Seaside, 11/10/2011

Here are a few more images from a recent trip to the coast.


Black Turnstone at The Cove in Seaside (Birding Oregon p. 121)


Surfbirds blend in with the rocks very well until someone opens their wings.


California Gull in extremely worn plumage. Notice how the primaries have worn down almost to the shaft.


Dragonfly on the water, Neawanna Wetlands


Hooded Mergansers, Neawanna Wetlands


Fox Sparrow

North Coast

I made two trips to the coast for my shorebird class last week. Migration is picking up, and the sun is actually making  occasional appearances.


Three Arch Rocks, viewed from Cape Meares (Birding Oregon p. 129) This is the site of large seabird nesting colonies, but the rocks are too far out to see much. The small rock on the far left is a favorite haul out site for Steller’s Sea Lions, which you can see with a decent scope.


Two Coyotes were hunting in a meadow along Tillamook Bay. There is no shoulder along much of Bayocean Road, so I had to make a brief stop in the middle of the road to snap a couple of photos. I was struck by how dark these animals were, compared to Coyotes I see inland.


Keeping an eye on me. Coyotes are right to be nervous whenever a vehicle slows down nearby. Luckily, this human was only pointing a camera.


Black Oystercatcher on Barview Jetty (Birding Oregon p. 125) This jetty was recently rebuilt. As a result, the surface is smooth and easy to walk on, allowing you to go out much farther than before. But please don’t get the impression that it is EVER safe to walk out on a jetty.
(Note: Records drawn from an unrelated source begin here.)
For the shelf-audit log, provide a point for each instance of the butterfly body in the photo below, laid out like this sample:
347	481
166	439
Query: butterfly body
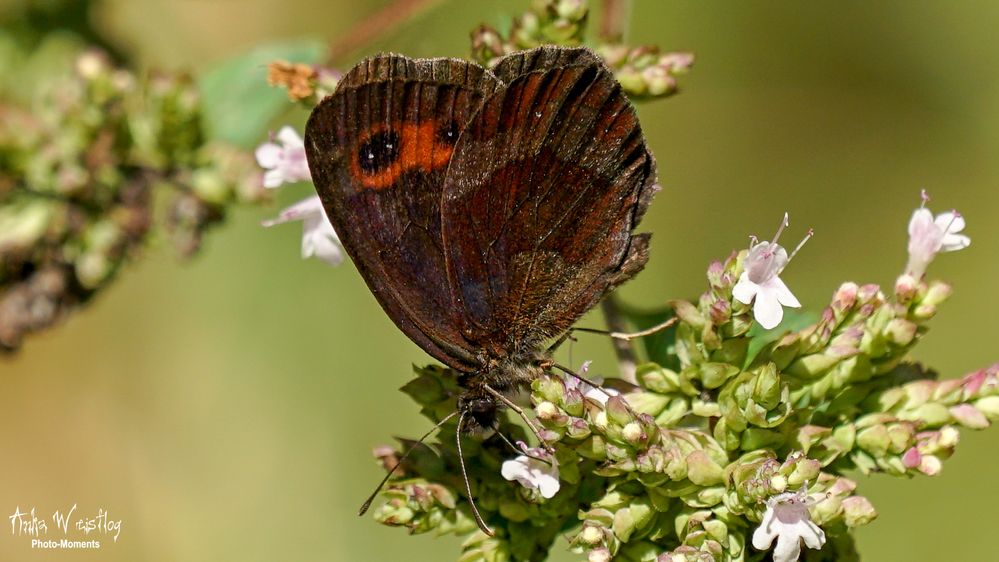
487	210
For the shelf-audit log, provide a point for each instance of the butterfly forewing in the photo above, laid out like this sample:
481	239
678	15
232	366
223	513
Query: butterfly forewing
378	150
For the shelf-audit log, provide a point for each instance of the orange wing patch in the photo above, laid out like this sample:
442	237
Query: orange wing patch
385	153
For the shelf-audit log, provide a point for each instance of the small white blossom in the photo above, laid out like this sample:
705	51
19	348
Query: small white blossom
929	236
536	469
318	237
284	162
760	280
787	519
598	394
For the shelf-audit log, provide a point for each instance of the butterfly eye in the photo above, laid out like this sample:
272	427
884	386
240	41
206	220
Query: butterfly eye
379	151
448	133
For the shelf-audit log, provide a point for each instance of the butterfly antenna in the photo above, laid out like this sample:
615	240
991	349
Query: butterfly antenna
468	487
520	411
518	450
628	336
371	498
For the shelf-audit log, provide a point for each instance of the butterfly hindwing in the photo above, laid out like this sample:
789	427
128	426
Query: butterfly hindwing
544	188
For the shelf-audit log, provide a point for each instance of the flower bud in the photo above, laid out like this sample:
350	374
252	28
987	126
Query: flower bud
618	411
906	287
969	416
857	511
900	331
599	555
702	470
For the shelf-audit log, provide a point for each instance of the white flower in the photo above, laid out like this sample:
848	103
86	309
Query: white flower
929	236
318	237
536	469
787	520
760	280
285	162
598	394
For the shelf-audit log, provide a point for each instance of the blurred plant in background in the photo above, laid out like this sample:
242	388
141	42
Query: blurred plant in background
95	161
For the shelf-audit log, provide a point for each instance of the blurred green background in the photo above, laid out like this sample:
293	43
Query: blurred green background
225	409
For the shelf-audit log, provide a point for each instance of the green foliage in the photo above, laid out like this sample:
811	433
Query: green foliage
239	106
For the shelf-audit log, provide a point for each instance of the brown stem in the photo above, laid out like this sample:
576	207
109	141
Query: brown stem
614	20
626	358
379	23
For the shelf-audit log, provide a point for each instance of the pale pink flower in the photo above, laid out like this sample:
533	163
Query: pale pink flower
760	281
318	237
929	235
285	160
536	469
787	520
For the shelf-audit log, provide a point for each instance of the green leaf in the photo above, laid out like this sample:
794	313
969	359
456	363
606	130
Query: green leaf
658	347
759	337
238	103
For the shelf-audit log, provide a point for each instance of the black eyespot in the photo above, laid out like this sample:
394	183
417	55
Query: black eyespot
379	151
448	133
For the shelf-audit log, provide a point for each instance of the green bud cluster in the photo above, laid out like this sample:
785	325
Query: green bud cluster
559	22
685	464
643	72
82	165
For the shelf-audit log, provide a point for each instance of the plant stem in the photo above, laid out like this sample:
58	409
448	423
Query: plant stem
614	20
626	358
379	23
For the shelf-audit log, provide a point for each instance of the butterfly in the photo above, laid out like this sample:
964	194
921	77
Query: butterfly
486	209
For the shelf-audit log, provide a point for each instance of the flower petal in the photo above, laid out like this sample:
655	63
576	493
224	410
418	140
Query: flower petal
310	206
950	222
784	295
788	548
954	242
744	290
515	469
548	485
767	309
921	219
814	536
765	534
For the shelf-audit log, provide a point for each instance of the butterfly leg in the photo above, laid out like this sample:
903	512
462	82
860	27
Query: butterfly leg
468	487
520	411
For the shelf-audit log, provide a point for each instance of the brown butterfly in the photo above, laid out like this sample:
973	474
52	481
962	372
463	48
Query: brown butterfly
487	210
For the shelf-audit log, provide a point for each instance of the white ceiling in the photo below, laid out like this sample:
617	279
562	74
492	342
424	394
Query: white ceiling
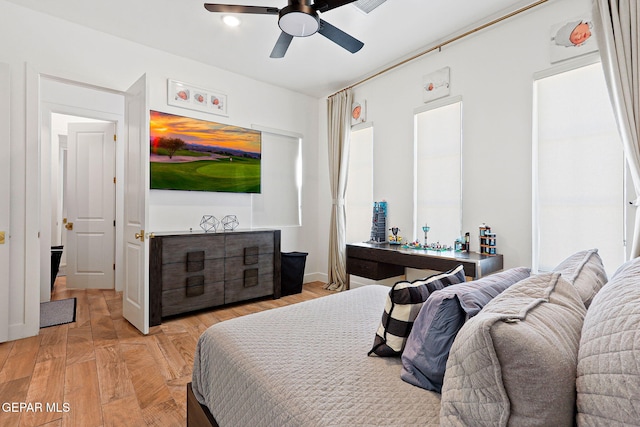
313	65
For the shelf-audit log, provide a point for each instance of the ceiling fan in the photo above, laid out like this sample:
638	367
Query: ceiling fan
298	19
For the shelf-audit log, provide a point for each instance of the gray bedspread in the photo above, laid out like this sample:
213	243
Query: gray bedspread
306	365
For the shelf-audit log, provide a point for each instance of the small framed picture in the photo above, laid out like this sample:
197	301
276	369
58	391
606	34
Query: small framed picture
436	84
358	112
185	95
572	37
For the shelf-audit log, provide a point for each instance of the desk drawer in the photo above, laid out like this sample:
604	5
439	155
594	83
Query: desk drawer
373	270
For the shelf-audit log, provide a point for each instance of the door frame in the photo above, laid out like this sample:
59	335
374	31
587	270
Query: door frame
104	254
62	105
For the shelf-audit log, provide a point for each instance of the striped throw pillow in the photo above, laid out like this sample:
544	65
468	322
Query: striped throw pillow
404	301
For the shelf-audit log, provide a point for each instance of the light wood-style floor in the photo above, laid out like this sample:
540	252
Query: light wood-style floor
100	371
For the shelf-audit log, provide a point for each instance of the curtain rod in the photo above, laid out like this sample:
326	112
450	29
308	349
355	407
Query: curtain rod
440	45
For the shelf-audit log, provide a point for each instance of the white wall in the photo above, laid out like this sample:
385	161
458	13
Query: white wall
492	70
35	43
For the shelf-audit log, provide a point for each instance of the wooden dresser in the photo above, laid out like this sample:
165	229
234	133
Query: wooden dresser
193	271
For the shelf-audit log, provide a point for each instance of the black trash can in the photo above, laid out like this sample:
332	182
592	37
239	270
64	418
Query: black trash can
292	272
56	254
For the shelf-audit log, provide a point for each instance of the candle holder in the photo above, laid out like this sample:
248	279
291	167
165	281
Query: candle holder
426	229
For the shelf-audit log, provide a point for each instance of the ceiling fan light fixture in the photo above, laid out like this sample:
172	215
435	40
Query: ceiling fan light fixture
299	20
230	20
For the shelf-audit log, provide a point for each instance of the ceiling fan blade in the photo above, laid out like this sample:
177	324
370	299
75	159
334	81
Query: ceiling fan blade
340	37
234	8
324	5
281	45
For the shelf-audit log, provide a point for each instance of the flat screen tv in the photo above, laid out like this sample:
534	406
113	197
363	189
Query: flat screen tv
198	155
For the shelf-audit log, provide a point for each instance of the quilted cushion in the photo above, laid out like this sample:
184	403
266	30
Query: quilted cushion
403	304
585	270
514	363
425	355
608	382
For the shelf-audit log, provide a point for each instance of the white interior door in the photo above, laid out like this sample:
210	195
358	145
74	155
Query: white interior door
135	297
5	190
90	201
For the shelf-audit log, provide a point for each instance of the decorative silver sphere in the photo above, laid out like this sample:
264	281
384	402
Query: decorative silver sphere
230	223
209	222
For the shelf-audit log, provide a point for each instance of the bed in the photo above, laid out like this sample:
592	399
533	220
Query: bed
318	374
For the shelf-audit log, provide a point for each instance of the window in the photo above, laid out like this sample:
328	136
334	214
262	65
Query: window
578	169
279	203
438	172
359	194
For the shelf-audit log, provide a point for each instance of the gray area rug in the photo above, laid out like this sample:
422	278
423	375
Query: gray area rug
57	312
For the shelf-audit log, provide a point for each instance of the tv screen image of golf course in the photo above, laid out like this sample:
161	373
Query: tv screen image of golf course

Even though you don’t have to hop from rock to rock, sneaker waves can still knock you onto the rocks or into the ocean. The jetty might have to age a bit before it attracts as many birds as before, since newer rocks don’t have as much sea life encrusted onto them.


Black Turnstones and Surfbirds at The Cove in Seaside (Birding Oregon p. 121) These birds put on a great show for my shorebird class.

North Coast Shorebirds

I birded Fort Stevens and Seaside on the coast today. I met a birder from the east who asked me when the shorebirds would be coming through. I explained that shorebirds were on the move now, but they tended to trickle through. The northern part of the Oregon coast doesn’t currently have any big shorebird staging areas. The birds stage at Grays Harbor and Willapa Bay in Washington, then tend to head straight for California. Oregon gets its share of migrants, but you have to be at the right place at just the right time to see them.

I found a few shorebirds today.


This Western Sandpiper had an injured right wing and foot. The line of rusty-fringed scapular feathers is part of this specie’s juvenal plumage.


Whimbrel


Here are two species in the “rockpiper” group of shorebirds, named for their preferred habitat. The bird on the left is a Black Turnstone. On the right is a Surfbird.